Author DeeBrod83 Posted September 7, 2006 Author Posted September 7, 2006 I totally agree with this. I feel that he may be my soul mate but he's not my 'life-long' mate. I hope we can stay in each other's lives (despite what Yamaha says!) and be friends. And Nicki I agree with everything you just said. It's amazing how much of a 180 I've done since the beginning. It just makes sense to me now that after 6 months, if my feelings on the subject hadn't changed, it's time to do something about it. Even at the risk of seeming superfical. Oh well: look out for number 1, right? B/c no one else can do that for you!
burning 4 revenge Posted September 8, 2006 Posted September 8, 2006 It sounds like he was a rebound. That's too bad
Yamaha Posted September 8, 2006 Posted September 8, 2006 I hope we can stay in each other's lives (despite what Yamaha says!) and be friends. I'm really not trying to be a downer. Maybe he can see you the way you see him ( loving each others minds ) and it won't get to him that you can't love him, romantically. True platonic friendships are rare because feelings and emotions get involved, for one of you. It is hard to love someone's mind (only) if those carnal lusts are stirring in you. Good Luck.

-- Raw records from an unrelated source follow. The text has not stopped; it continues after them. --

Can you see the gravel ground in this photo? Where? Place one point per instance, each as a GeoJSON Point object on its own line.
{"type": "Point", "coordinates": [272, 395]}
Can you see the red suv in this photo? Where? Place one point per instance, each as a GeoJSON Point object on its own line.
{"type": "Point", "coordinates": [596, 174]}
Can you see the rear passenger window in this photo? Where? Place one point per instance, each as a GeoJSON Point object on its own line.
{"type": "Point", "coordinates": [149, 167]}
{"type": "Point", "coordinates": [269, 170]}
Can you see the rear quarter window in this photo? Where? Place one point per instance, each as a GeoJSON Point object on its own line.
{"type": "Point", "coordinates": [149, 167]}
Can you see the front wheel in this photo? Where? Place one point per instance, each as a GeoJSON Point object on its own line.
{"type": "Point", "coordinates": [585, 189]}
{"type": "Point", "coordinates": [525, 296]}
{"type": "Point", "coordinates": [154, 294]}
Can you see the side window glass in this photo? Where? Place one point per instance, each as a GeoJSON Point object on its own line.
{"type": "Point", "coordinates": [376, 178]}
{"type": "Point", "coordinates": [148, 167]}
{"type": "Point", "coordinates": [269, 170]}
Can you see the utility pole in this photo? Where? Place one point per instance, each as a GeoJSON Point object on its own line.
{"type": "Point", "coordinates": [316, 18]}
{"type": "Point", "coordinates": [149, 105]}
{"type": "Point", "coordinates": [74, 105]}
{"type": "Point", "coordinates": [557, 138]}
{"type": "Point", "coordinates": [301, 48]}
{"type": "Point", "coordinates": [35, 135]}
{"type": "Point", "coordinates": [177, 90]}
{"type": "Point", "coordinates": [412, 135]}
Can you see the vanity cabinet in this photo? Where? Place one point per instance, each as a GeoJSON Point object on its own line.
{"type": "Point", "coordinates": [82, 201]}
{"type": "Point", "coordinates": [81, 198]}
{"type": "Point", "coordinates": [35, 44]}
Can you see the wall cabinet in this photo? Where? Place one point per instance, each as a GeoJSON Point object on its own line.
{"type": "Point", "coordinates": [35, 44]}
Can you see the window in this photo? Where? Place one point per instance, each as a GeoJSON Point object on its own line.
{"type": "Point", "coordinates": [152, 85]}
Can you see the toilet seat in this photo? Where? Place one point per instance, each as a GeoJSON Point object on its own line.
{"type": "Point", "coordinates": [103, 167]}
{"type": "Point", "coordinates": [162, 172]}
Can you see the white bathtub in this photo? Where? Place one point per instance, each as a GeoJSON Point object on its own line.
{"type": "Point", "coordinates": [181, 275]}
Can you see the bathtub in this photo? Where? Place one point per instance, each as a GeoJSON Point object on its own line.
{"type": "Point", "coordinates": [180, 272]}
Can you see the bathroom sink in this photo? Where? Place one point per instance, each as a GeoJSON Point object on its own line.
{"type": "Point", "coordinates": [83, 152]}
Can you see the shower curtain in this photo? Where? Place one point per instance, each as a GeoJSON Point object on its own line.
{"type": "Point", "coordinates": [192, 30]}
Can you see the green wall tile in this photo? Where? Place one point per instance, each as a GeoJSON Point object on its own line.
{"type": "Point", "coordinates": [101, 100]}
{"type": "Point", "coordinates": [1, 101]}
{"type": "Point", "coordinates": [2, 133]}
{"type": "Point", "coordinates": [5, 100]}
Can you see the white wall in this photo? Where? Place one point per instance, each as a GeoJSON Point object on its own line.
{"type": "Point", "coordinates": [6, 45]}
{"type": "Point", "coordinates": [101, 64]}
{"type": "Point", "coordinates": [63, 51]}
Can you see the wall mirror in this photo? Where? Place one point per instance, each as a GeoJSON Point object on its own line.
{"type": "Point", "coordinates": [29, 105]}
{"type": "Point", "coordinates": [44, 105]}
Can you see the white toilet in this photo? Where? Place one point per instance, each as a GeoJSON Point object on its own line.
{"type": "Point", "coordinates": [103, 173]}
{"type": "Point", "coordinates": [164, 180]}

burning 4 revenge Posted September 8, 2006 Posted September 8, 2006 I think it would be impossible to be friends, because you always will have the rejection between you. He was rejected for his body and that's so personal that I would think it would be too much to deal with in a friendship. If you really love him as a person and you want to spare him from pain and help him preserve his dignity, don't be friends. That dosn't mean you have to be cold if he contacts you, but keep an appropriate distance. This is a case where you are being a true friend by not being his friend.